Multi-leg risk-aware shortest-path route-finding through non-uniform space

Objective

Playground environment to experiment with interactions and visualisations regarding choice of routes through an environment. A hex grid will be placed over the environment, and multi-leg risk-aware shortest-path techniques will be applied to generate routes (COAs: Courses of Action) through the environment, routing between two or more chosen cells in the grid.

Origins: Blockbuster began as a Travelling Salesman Problem (TSP) playground. The delivered planner solves a sequence of risk-aware shortest-path problems between consecutive waypoints — concatenated legs rather than a global tour — which suits decision support better than provable tour optimality.

The cost function in each hex cell will be a compsite of a number of risks, to include:

  • animals
  • cold
  • heat
  • absence of water
  • human

UI

The general layout will be a map control on the left, with tabs controls on the right hand side. These tabs will be present:

  • risk appetite
  • COAs

The algorithm will generate 3 courses of action. These will be plotted as 3 vertically aligned stacked bar charts, with each bar representing the passage through a hex cell.

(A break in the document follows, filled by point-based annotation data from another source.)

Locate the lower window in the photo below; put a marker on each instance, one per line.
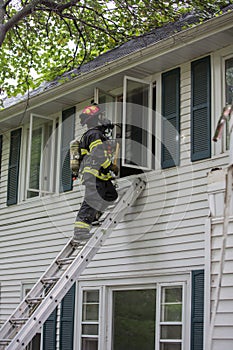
(90, 320)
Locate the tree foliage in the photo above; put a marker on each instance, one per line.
(45, 38)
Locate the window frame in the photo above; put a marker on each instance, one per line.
(135, 283)
(207, 152)
(226, 137)
(79, 334)
(159, 323)
(40, 190)
(174, 161)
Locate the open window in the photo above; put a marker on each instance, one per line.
(228, 92)
(137, 124)
(41, 156)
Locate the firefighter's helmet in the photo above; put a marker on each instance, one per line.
(89, 113)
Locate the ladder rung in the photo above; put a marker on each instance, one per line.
(65, 261)
(34, 300)
(49, 280)
(5, 341)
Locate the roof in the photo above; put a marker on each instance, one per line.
(129, 47)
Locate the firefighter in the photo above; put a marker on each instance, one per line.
(96, 169)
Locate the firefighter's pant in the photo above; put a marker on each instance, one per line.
(98, 195)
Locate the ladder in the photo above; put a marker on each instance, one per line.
(50, 289)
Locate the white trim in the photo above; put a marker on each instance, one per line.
(40, 191)
(158, 315)
(148, 128)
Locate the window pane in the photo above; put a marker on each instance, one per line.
(90, 318)
(90, 312)
(34, 180)
(173, 295)
(170, 346)
(42, 158)
(171, 332)
(137, 151)
(88, 329)
(172, 313)
(91, 296)
(134, 319)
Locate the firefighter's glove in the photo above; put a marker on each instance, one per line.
(114, 168)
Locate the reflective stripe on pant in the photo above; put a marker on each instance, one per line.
(98, 194)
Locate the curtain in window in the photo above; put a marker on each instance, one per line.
(68, 126)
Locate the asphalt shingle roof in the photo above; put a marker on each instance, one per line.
(123, 50)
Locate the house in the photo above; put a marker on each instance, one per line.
(153, 283)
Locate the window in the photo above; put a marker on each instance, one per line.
(197, 310)
(137, 124)
(228, 92)
(46, 148)
(170, 118)
(90, 320)
(171, 318)
(134, 319)
(13, 170)
(67, 135)
(41, 156)
(200, 109)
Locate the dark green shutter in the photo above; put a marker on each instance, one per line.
(49, 332)
(13, 170)
(67, 320)
(67, 135)
(170, 118)
(197, 310)
(200, 109)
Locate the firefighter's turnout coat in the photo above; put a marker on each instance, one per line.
(95, 172)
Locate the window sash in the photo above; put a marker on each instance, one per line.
(90, 328)
(137, 120)
(44, 168)
(13, 168)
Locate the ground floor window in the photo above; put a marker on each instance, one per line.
(171, 318)
(148, 317)
(90, 320)
(134, 319)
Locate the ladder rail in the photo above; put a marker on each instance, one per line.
(69, 276)
(35, 292)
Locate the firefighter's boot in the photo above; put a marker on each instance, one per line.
(81, 234)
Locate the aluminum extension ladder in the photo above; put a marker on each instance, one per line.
(48, 292)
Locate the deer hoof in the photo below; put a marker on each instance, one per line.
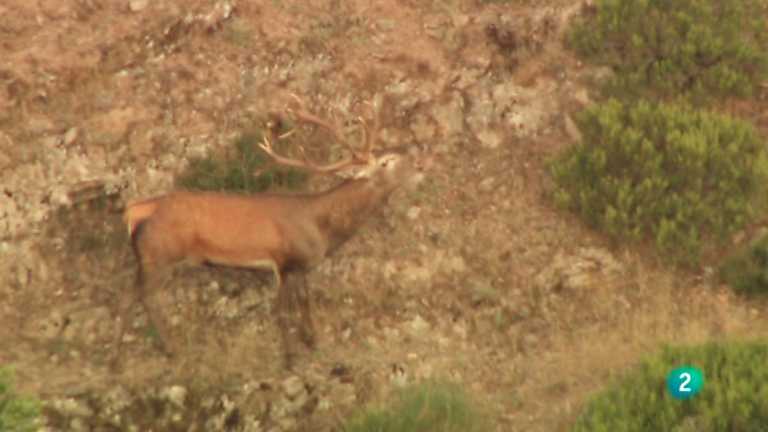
(309, 339)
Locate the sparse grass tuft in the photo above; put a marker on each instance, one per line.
(746, 271)
(427, 407)
(733, 398)
(248, 170)
(17, 413)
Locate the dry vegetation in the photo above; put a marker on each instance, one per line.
(473, 277)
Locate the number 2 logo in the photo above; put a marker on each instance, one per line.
(685, 382)
(685, 379)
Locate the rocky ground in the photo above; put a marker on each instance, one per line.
(473, 276)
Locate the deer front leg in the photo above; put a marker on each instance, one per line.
(282, 309)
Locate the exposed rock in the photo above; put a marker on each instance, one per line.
(450, 115)
(137, 5)
(70, 136)
(576, 273)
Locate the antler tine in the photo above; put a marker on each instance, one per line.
(302, 114)
(334, 128)
(266, 145)
(370, 136)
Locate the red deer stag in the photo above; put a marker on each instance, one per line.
(287, 234)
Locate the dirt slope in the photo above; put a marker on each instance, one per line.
(473, 276)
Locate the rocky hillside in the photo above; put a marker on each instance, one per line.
(472, 277)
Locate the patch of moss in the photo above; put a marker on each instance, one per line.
(426, 407)
(247, 170)
(17, 413)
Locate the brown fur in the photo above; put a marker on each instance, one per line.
(287, 234)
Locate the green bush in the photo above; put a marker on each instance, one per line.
(734, 396)
(426, 407)
(17, 413)
(700, 49)
(662, 172)
(248, 170)
(746, 271)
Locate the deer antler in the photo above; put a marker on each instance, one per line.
(358, 157)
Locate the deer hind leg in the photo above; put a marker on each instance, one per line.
(307, 328)
(155, 315)
(284, 303)
(125, 303)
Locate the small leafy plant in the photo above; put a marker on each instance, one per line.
(427, 407)
(733, 398)
(17, 413)
(247, 170)
(662, 172)
(694, 49)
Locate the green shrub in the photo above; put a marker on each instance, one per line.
(662, 172)
(248, 170)
(691, 48)
(734, 396)
(17, 413)
(746, 271)
(426, 407)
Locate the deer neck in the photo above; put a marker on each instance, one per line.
(340, 211)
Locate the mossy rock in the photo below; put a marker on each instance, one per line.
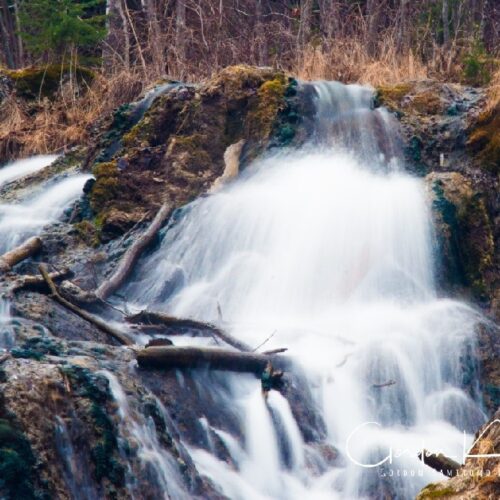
(270, 102)
(423, 98)
(37, 348)
(436, 490)
(104, 454)
(484, 139)
(17, 464)
(464, 232)
(30, 83)
(106, 186)
(392, 95)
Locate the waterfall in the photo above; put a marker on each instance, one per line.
(158, 465)
(20, 168)
(18, 221)
(27, 218)
(330, 247)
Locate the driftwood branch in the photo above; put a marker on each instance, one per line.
(38, 283)
(126, 265)
(149, 320)
(27, 249)
(97, 322)
(169, 358)
(440, 462)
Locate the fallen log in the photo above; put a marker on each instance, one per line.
(38, 283)
(148, 319)
(171, 358)
(97, 322)
(27, 249)
(440, 462)
(126, 265)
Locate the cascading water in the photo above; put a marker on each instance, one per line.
(330, 247)
(19, 221)
(20, 168)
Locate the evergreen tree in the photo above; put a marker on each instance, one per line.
(52, 27)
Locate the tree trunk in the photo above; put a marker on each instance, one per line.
(27, 249)
(171, 358)
(127, 263)
(329, 18)
(180, 30)
(97, 322)
(260, 33)
(305, 23)
(116, 50)
(157, 320)
(440, 462)
(372, 12)
(445, 21)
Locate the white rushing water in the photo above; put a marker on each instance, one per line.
(161, 468)
(20, 168)
(18, 221)
(330, 247)
(27, 217)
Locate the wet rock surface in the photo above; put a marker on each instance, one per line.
(479, 478)
(56, 400)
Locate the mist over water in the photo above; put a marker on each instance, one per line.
(330, 247)
(27, 217)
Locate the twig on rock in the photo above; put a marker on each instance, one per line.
(97, 322)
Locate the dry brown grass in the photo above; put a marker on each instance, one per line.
(348, 61)
(65, 121)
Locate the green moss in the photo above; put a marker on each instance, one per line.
(37, 347)
(87, 232)
(104, 453)
(106, 186)
(479, 251)
(270, 101)
(436, 491)
(16, 464)
(427, 103)
(391, 95)
(45, 81)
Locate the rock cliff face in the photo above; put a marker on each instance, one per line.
(66, 386)
(453, 143)
(479, 478)
(62, 428)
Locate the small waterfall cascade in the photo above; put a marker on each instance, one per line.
(331, 248)
(20, 168)
(158, 465)
(22, 220)
(27, 217)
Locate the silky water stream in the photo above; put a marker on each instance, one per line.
(27, 217)
(330, 247)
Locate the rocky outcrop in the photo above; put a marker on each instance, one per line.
(441, 125)
(177, 149)
(479, 478)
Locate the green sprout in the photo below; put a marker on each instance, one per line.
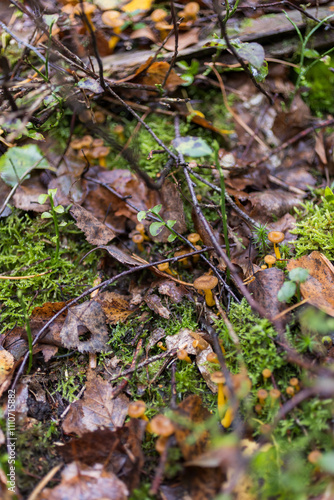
(292, 287)
(26, 319)
(157, 227)
(53, 214)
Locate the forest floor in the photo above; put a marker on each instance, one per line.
(166, 249)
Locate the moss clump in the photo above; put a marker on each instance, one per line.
(315, 228)
(26, 248)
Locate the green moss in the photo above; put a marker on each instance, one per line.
(26, 249)
(315, 228)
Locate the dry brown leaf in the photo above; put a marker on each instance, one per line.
(144, 33)
(182, 340)
(87, 318)
(115, 307)
(154, 303)
(96, 409)
(265, 288)
(126, 460)
(320, 148)
(319, 286)
(26, 195)
(156, 73)
(81, 482)
(95, 231)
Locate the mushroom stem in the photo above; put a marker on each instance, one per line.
(277, 252)
(209, 298)
(221, 400)
(228, 418)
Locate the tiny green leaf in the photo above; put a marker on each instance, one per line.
(171, 237)
(156, 228)
(298, 274)
(155, 210)
(170, 223)
(46, 215)
(287, 291)
(52, 192)
(329, 196)
(141, 215)
(42, 198)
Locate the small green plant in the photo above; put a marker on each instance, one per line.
(53, 214)
(315, 227)
(304, 52)
(189, 71)
(156, 227)
(292, 287)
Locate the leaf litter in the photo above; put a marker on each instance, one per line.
(242, 372)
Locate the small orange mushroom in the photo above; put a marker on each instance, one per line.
(270, 260)
(138, 239)
(137, 409)
(262, 394)
(183, 355)
(162, 425)
(206, 283)
(276, 237)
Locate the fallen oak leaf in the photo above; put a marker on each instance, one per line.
(80, 481)
(318, 288)
(96, 409)
(86, 317)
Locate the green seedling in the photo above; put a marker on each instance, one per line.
(190, 71)
(292, 287)
(157, 227)
(53, 214)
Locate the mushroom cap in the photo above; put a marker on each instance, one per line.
(87, 7)
(276, 236)
(138, 238)
(270, 259)
(205, 282)
(136, 409)
(266, 373)
(262, 394)
(97, 142)
(191, 8)
(163, 267)
(158, 15)
(100, 152)
(314, 456)
(118, 129)
(109, 17)
(162, 426)
(294, 381)
(217, 377)
(193, 238)
(212, 357)
(274, 393)
(82, 142)
(182, 354)
(290, 390)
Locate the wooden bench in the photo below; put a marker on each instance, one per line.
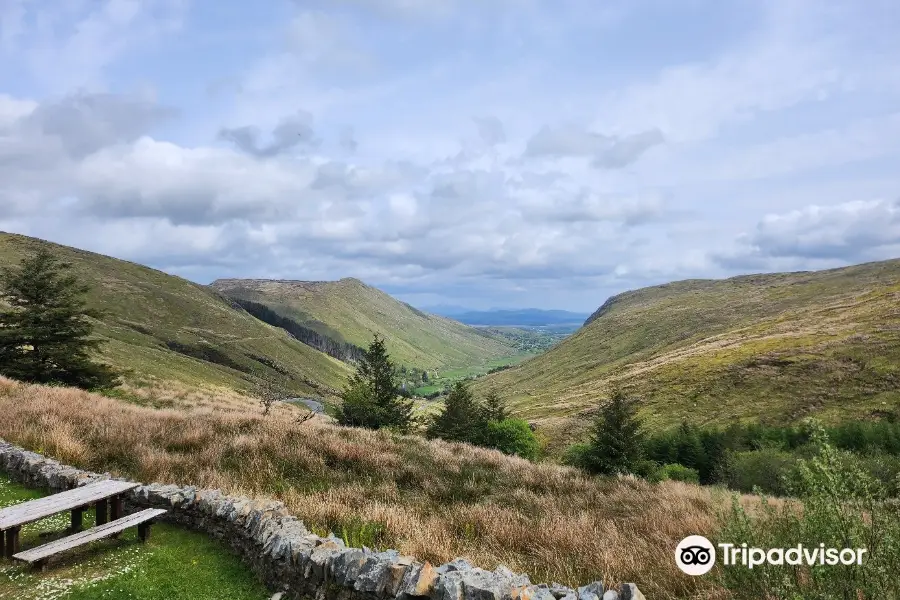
(106, 496)
(143, 519)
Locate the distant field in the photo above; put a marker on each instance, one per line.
(173, 565)
(352, 312)
(774, 347)
(447, 378)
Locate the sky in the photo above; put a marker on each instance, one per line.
(483, 153)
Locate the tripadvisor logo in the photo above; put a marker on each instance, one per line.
(696, 555)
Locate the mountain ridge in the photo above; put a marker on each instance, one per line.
(351, 311)
(162, 329)
(771, 346)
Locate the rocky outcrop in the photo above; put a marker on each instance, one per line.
(296, 563)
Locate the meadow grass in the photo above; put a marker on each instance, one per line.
(430, 499)
(777, 348)
(174, 564)
(350, 311)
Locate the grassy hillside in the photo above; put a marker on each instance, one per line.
(429, 499)
(166, 329)
(777, 347)
(351, 311)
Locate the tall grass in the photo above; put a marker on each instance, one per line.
(430, 499)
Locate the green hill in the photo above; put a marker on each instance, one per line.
(350, 311)
(776, 347)
(167, 329)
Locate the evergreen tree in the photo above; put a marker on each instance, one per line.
(463, 419)
(495, 407)
(45, 332)
(372, 397)
(617, 441)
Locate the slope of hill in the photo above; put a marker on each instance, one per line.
(349, 311)
(167, 329)
(777, 347)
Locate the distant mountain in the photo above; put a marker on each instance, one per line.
(348, 312)
(446, 310)
(522, 317)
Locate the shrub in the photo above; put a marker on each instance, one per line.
(677, 472)
(840, 506)
(576, 455)
(766, 469)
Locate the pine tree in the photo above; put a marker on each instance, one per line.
(463, 419)
(372, 397)
(617, 442)
(45, 332)
(495, 407)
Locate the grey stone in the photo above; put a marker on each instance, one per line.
(457, 564)
(283, 552)
(591, 591)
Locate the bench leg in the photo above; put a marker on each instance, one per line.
(12, 542)
(115, 510)
(77, 520)
(144, 531)
(102, 510)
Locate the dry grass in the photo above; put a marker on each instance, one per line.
(433, 500)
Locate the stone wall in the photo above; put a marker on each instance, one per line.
(299, 564)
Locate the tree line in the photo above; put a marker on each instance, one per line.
(340, 350)
(373, 399)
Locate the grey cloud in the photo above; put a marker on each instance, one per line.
(86, 123)
(624, 151)
(347, 140)
(849, 232)
(291, 132)
(491, 130)
(608, 152)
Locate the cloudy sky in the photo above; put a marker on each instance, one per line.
(475, 152)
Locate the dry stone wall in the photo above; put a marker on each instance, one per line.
(298, 564)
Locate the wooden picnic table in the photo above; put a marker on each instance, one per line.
(106, 496)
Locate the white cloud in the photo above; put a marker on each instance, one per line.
(850, 232)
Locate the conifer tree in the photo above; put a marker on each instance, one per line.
(45, 332)
(495, 407)
(372, 397)
(617, 441)
(463, 419)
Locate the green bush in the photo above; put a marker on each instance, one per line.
(767, 470)
(677, 472)
(513, 436)
(839, 505)
(576, 455)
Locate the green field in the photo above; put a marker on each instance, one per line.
(162, 328)
(774, 347)
(173, 565)
(351, 311)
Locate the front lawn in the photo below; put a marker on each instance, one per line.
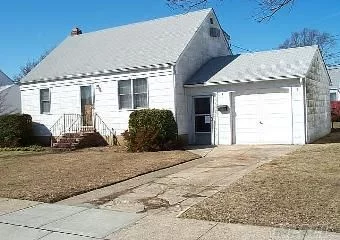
(300, 190)
(50, 177)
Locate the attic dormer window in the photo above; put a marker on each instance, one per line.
(215, 32)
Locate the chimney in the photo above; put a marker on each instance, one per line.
(76, 31)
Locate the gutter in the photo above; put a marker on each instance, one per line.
(101, 73)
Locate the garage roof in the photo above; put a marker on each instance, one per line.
(257, 66)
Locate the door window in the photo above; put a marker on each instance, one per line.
(202, 115)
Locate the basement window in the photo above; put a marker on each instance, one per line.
(133, 94)
(45, 101)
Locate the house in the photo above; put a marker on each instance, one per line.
(9, 95)
(334, 73)
(183, 63)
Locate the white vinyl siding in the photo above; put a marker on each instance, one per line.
(45, 101)
(133, 94)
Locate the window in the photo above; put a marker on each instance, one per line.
(215, 32)
(133, 94)
(45, 101)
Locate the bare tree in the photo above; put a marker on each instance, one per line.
(266, 8)
(308, 37)
(4, 108)
(30, 64)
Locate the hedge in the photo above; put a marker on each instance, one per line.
(151, 130)
(15, 130)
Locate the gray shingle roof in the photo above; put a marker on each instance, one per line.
(147, 43)
(266, 65)
(334, 73)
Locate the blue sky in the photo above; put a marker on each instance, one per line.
(28, 28)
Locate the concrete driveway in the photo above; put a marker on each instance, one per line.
(147, 207)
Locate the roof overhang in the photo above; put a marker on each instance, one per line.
(249, 80)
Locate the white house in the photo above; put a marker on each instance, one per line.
(334, 73)
(182, 63)
(9, 96)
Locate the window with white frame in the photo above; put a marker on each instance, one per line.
(333, 96)
(133, 94)
(45, 100)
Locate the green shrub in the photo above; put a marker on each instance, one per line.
(151, 130)
(15, 130)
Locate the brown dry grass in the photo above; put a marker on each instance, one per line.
(301, 191)
(50, 177)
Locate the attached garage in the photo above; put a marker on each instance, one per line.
(263, 117)
(271, 97)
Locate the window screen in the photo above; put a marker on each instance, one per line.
(45, 103)
(133, 94)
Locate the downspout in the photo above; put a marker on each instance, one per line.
(303, 82)
(174, 86)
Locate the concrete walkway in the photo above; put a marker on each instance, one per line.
(149, 206)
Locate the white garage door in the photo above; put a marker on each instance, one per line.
(263, 117)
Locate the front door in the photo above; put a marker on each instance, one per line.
(202, 120)
(86, 105)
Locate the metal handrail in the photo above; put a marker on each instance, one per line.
(62, 125)
(72, 123)
(107, 133)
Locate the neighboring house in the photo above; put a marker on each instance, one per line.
(334, 73)
(9, 95)
(182, 63)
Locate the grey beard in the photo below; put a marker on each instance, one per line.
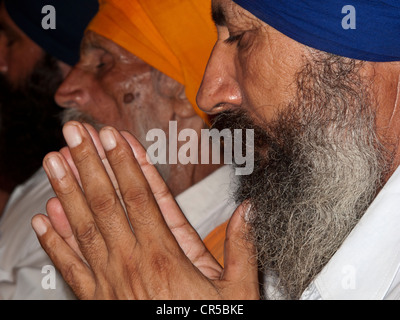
(318, 167)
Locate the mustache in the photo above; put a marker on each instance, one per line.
(77, 115)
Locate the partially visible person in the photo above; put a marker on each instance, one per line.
(320, 213)
(136, 74)
(33, 63)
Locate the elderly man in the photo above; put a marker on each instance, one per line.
(319, 85)
(137, 75)
(34, 61)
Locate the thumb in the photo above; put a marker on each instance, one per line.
(240, 255)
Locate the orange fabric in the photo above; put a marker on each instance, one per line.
(215, 242)
(174, 36)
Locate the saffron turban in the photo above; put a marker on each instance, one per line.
(359, 29)
(71, 19)
(174, 36)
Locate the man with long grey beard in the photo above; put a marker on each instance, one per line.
(321, 207)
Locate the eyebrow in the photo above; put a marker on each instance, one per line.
(218, 16)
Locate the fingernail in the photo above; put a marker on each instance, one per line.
(72, 135)
(55, 167)
(39, 226)
(107, 138)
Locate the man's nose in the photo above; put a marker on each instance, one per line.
(3, 53)
(73, 92)
(219, 90)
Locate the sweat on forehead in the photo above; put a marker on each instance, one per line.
(365, 30)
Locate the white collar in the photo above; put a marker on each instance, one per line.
(366, 264)
(209, 203)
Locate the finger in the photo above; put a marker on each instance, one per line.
(75, 207)
(67, 156)
(186, 236)
(60, 223)
(142, 209)
(74, 271)
(102, 200)
(240, 255)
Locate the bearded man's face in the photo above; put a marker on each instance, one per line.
(318, 167)
(30, 125)
(319, 158)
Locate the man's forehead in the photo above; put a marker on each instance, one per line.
(226, 12)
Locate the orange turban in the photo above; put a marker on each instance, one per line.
(174, 36)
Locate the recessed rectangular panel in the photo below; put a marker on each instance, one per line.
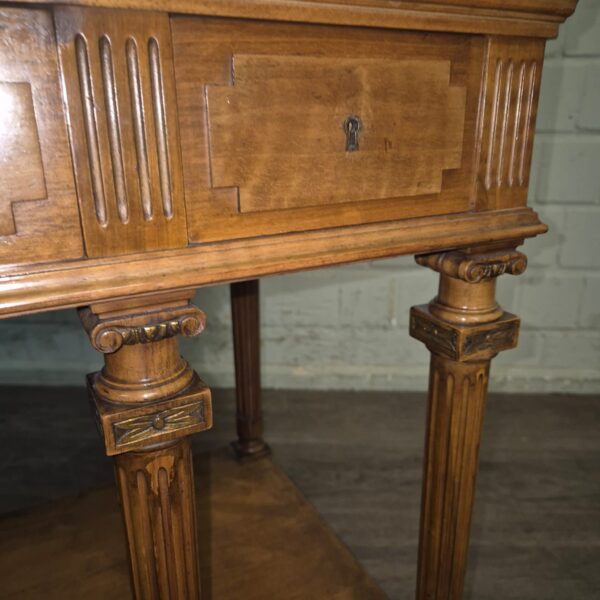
(296, 127)
(296, 131)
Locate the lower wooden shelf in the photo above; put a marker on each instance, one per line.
(259, 540)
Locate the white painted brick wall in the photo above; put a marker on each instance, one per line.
(347, 327)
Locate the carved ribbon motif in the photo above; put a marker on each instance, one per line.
(146, 427)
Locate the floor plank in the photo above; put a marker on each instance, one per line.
(357, 458)
(258, 539)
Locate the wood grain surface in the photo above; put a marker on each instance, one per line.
(259, 539)
(44, 287)
(39, 220)
(288, 156)
(118, 77)
(511, 17)
(292, 151)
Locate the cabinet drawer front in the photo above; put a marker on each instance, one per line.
(293, 127)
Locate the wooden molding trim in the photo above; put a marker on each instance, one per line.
(64, 285)
(513, 17)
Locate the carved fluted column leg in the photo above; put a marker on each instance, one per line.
(245, 312)
(464, 329)
(147, 399)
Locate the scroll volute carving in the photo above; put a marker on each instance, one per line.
(511, 88)
(118, 75)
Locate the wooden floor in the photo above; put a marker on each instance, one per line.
(357, 457)
(259, 539)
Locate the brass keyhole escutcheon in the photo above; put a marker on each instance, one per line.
(352, 126)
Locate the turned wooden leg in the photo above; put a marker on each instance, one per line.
(464, 329)
(147, 399)
(245, 312)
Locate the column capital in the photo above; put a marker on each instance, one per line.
(475, 267)
(108, 332)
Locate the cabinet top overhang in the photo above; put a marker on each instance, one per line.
(539, 18)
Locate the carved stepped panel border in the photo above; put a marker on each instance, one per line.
(304, 179)
(511, 90)
(39, 220)
(118, 76)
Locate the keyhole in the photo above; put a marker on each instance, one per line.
(352, 126)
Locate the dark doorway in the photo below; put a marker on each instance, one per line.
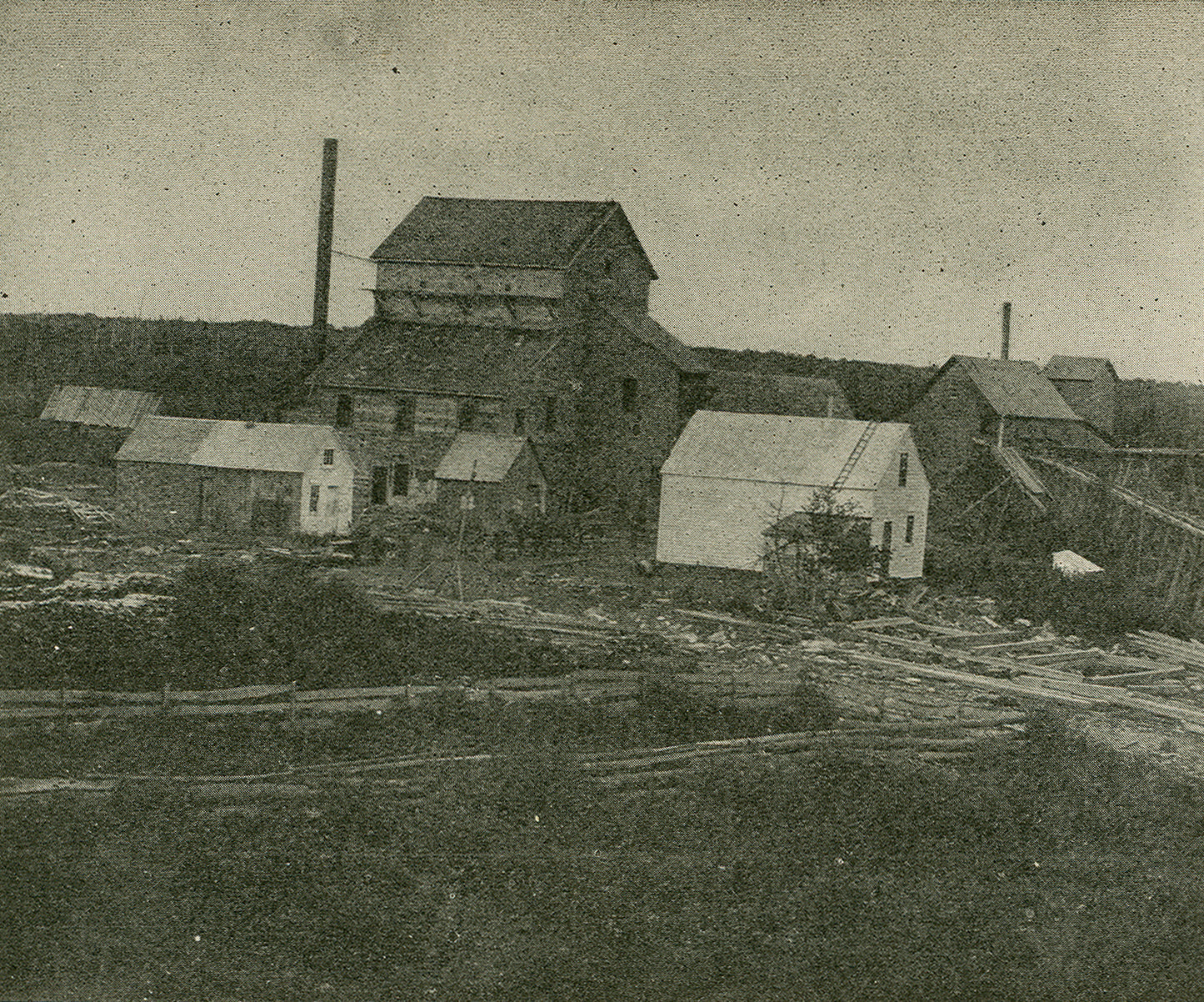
(379, 484)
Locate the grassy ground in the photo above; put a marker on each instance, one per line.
(1057, 872)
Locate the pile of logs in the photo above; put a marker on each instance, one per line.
(624, 769)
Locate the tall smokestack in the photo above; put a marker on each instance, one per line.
(325, 233)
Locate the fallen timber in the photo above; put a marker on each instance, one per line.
(1003, 666)
(1041, 688)
(613, 768)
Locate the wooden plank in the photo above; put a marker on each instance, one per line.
(973, 680)
(1055, 657)
(1108, 695)
(947, 631)
(884, 620)
(731, 619)
(1002, 665)
(1011, 644)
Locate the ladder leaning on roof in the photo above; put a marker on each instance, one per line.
(854, 455)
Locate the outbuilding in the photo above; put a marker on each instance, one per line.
(490, 474)
(87, 424)
(177, 473)
(731, 477)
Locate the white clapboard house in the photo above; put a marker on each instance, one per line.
(732, 477)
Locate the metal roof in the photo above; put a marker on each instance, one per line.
(436, 359)
(288, 448)
(1077, 368)
(784, 448)
(1015, 388)
(477, 455)
(655, 336)
(770, 393)
(498, 232)
(99, 406)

A ficticious underlying map will be generated, which includes woodland, towns, savannah, mountains. The map will be 50km wide by 30km tall. The size of the hex cells will be tunable, but the default will apply a uniform grid of 100 cells.

Interactions

Sliders will allow the user to control their risk appetite for each risk.

Each hex cell will contain a small table showing the level of each risk in that cell. The analyst will be able to override per-cell risks, with modified values shown in highlight (with ability to reset individual overrides).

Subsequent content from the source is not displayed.